Paraconsistency in Non-Fregean Framework

A non-Fregean framework aims to provide a formal tool for reasoning about semantic denotations of sentences and their interactions. Extending a logic to its non-Fregean version involves introducing a new connective \(\equiv \) that allows to separate denotations of sentences from their logical values. Intuitively, \(\equiv \) combines two sentences \(\varphi \) and \(\psi \) into a true one whenever \(\varphi \) and \(\psi \) have the same semantic correlates, describe the same situations, or have the same content or meaning.
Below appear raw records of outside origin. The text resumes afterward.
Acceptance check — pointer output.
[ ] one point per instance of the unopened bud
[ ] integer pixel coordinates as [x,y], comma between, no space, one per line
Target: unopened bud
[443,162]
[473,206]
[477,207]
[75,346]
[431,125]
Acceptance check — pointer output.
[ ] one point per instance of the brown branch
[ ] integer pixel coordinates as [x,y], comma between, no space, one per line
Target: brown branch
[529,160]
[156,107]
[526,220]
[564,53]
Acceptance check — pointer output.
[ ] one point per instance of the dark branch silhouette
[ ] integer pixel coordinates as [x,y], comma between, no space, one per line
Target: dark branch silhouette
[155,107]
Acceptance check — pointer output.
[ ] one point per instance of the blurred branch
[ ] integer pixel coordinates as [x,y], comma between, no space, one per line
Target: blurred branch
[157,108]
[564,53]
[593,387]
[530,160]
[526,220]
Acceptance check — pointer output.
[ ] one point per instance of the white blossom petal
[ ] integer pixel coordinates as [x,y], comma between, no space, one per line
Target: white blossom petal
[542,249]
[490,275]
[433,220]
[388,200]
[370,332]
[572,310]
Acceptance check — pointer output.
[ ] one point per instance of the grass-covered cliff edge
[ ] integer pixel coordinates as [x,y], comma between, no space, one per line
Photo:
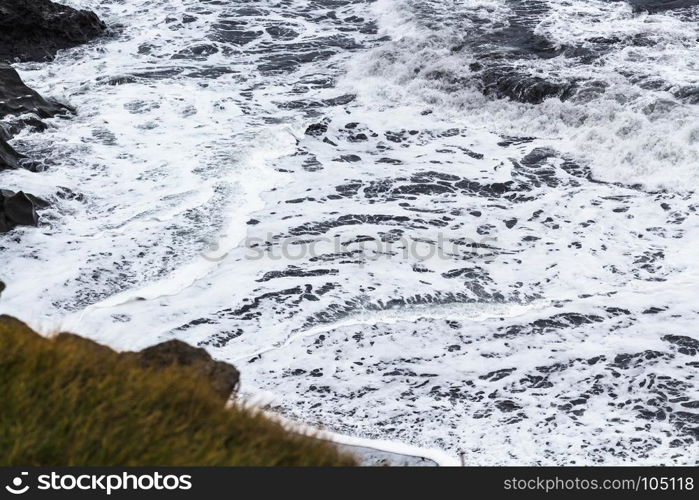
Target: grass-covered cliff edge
[69,401]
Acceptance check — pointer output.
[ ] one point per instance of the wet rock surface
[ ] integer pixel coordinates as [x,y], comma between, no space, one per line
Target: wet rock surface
[35,30]
[223,377]
[32,31]
[18,209]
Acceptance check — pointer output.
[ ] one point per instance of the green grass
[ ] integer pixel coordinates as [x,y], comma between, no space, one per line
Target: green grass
[72,403]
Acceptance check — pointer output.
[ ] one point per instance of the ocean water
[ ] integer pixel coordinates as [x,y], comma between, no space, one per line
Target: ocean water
[468,226]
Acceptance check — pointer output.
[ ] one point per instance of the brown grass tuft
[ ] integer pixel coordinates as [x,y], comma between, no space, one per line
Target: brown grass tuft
[69,403]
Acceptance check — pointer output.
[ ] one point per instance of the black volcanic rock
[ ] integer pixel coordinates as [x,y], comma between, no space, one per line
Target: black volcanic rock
[34,30]
[223,377]
[18,99]
[18,209]
[9,158]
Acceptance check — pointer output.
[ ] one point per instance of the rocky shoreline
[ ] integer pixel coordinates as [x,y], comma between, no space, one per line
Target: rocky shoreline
[31,31]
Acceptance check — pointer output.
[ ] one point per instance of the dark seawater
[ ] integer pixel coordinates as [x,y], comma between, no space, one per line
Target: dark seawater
[464,225]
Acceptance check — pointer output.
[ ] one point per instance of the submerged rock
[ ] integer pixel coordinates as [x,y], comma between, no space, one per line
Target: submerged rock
[18,99]
[224,378]
[9,158]
[35,30]
[18,209]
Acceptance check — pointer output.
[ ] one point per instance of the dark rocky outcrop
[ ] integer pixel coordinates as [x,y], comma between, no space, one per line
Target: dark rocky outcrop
[34,30]
[18,99]
[9,158]
[224,378]
[18,209]
[31,31]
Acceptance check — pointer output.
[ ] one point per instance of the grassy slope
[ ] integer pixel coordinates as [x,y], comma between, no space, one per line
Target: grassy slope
[69,403]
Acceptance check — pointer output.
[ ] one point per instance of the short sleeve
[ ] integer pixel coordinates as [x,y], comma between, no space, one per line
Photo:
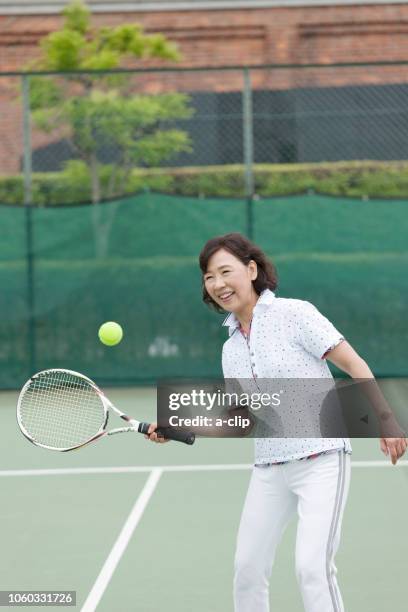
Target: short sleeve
[314,332]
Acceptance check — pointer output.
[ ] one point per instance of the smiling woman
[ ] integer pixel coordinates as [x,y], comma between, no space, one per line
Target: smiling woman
[279,338]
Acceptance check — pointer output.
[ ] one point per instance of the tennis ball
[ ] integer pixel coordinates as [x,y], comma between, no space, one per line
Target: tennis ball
[110,333]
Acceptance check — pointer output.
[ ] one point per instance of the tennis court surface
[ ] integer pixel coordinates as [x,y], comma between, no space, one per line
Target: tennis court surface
[131,525]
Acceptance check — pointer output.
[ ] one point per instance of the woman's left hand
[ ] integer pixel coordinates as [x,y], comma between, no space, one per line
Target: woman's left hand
[395,447]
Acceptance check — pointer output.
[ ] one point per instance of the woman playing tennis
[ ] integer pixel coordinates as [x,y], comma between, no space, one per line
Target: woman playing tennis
[272,337]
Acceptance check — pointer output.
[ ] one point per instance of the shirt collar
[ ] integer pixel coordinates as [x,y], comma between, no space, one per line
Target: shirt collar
[265,299]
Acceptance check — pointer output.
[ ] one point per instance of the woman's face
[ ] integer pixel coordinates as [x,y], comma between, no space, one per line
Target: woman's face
[229,282]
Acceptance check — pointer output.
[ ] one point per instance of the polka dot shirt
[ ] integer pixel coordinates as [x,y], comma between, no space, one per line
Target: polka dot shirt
[289,338]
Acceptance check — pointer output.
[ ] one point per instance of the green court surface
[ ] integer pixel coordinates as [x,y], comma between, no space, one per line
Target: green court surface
[134,526]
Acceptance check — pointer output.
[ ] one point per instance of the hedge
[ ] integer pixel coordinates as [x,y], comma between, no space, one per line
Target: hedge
[354,179]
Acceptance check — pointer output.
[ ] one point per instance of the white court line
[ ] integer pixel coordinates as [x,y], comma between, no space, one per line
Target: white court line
[130,469]
[121,543]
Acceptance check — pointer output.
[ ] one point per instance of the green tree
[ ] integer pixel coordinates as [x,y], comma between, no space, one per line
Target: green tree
[98,112]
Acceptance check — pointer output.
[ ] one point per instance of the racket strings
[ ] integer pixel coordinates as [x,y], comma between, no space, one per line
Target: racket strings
[61,410]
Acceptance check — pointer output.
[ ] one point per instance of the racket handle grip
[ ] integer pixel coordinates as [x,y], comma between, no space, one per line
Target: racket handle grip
[171,434]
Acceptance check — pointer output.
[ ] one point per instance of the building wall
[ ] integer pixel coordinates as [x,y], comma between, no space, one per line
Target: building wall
[280,35]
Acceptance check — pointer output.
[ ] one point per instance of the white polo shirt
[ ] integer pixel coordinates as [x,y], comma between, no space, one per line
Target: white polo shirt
[288,339]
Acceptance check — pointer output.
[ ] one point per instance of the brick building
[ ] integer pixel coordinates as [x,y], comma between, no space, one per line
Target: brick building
[223,33]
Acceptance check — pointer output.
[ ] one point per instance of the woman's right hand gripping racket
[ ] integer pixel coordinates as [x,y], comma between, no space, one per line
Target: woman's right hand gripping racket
[63,410]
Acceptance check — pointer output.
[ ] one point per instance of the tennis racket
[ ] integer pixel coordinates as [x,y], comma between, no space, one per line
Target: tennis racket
[63,410]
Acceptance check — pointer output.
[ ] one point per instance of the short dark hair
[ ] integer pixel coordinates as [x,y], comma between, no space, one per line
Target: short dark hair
[244,250]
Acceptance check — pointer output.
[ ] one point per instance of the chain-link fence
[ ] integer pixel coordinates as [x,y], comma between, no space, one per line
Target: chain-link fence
[178,157]
[207,132]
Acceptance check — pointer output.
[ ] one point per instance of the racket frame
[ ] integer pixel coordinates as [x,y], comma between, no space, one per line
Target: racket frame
[106,404]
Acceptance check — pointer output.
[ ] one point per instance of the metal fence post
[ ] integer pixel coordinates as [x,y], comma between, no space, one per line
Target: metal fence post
[27,172]
[248,136]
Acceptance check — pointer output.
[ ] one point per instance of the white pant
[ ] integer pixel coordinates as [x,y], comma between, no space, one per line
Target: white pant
[318,489]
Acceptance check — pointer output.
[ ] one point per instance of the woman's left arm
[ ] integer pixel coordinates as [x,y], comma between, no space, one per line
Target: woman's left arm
[345,358]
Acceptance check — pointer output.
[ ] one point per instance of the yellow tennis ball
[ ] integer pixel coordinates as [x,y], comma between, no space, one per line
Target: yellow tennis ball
[110,333]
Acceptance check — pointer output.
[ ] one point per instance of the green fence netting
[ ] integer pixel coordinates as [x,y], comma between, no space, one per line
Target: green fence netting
[135,261]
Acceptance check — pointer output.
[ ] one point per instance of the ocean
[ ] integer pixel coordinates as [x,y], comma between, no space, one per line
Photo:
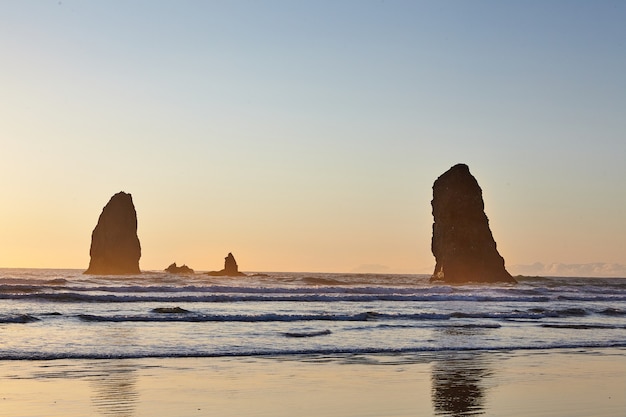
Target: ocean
[63,314]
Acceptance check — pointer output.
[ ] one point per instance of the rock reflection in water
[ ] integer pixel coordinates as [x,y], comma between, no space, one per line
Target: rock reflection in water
[114,389]
[459,383]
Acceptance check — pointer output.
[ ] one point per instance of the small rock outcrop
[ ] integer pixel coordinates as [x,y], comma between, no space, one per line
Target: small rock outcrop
[183,269]
[462,243]
[115,248]
[230,268]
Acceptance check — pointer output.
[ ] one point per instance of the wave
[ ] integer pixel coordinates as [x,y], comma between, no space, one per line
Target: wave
[20,318]
[177,314]
[308,334]
[277,353]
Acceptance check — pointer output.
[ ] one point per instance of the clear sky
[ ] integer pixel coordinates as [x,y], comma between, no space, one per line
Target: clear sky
[306,136]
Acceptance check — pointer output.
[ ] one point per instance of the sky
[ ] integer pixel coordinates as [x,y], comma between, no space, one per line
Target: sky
[306,136]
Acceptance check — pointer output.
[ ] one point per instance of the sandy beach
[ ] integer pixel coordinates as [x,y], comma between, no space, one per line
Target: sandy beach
[530,383]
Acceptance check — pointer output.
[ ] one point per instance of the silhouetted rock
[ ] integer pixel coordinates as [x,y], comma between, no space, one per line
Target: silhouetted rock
[115,248]
[462,242]
[230,268]
[183,269]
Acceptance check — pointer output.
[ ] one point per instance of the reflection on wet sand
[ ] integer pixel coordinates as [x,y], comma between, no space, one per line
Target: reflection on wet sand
[459,382]
[114,385]
[114,388]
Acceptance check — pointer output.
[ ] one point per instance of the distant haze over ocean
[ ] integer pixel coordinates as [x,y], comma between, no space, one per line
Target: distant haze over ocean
[596,269]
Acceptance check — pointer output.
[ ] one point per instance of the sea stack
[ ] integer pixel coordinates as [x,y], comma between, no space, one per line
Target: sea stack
[230,268]
[115,248]
[462,243]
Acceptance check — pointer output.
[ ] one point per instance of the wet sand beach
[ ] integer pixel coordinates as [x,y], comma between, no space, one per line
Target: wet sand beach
[508,383]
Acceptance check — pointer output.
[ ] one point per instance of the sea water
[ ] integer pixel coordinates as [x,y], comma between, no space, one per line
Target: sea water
[53,314]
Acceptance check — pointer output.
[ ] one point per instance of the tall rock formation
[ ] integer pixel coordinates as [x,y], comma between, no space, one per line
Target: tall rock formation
[462,242]
[115,248]
[230,268]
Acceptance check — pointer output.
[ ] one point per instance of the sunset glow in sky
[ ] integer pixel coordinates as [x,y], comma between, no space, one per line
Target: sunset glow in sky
[306,136]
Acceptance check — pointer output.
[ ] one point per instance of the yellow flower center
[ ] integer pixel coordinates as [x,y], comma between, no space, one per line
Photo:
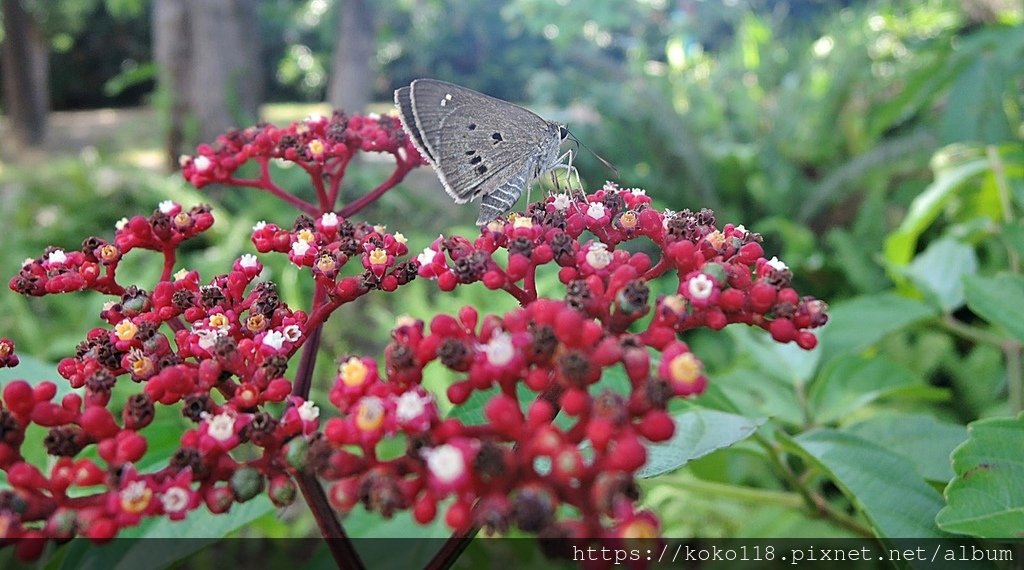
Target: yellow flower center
[522,221]
[125,331]
[353,371]
[109,253]
[685,368]
[182,220]
[256,322]
[639,529]
[716,238]
[378,257]
[135,497]
[219,320]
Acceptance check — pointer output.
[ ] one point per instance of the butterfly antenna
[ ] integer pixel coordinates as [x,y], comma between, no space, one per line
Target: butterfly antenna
[607,165]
The paper aims to compare non-Fregean paraconsistent Grzegorczyk’s logics (Logic of Descriptions \(\textsf{LD}\), Logic of Descriptions with Suszko’s Axioms \(\textsf{LDS}\), Logic of Equimeaning \(\textsf{LDE}\)) with non-Fregean versions of certain well-known paraconsistent logics (Jaśkowski’s Discussive Logic \(\textsf{D}_2\), Logic of Paradox \(\textsf{LP}\), Logics of Formal Inconsistency \(\textsf{LFI}{1}\) and \(\textsf{LFI}{2}\)). We prove that Grzegorczyk’s logics are either weaker than or incomparable to non-Fregean extensions of \(\textsf{LP}\), \(\textsf{LFI}{1}\), \(\textsf{LFI}{2}\). Furthermore, we show that non-Fregean extensions of \(\textsf{LP}\), \(\textsf{LFI}{1}\), \(\textsf{LFI}{2}\), and \(\textsf{D}_2\) are more expressive than their original counterparts. Our results highlight that the non-Fregean connective \(\equiv \) can serve as a tool for expressing various properties of the ontology underlying the logics under consideration.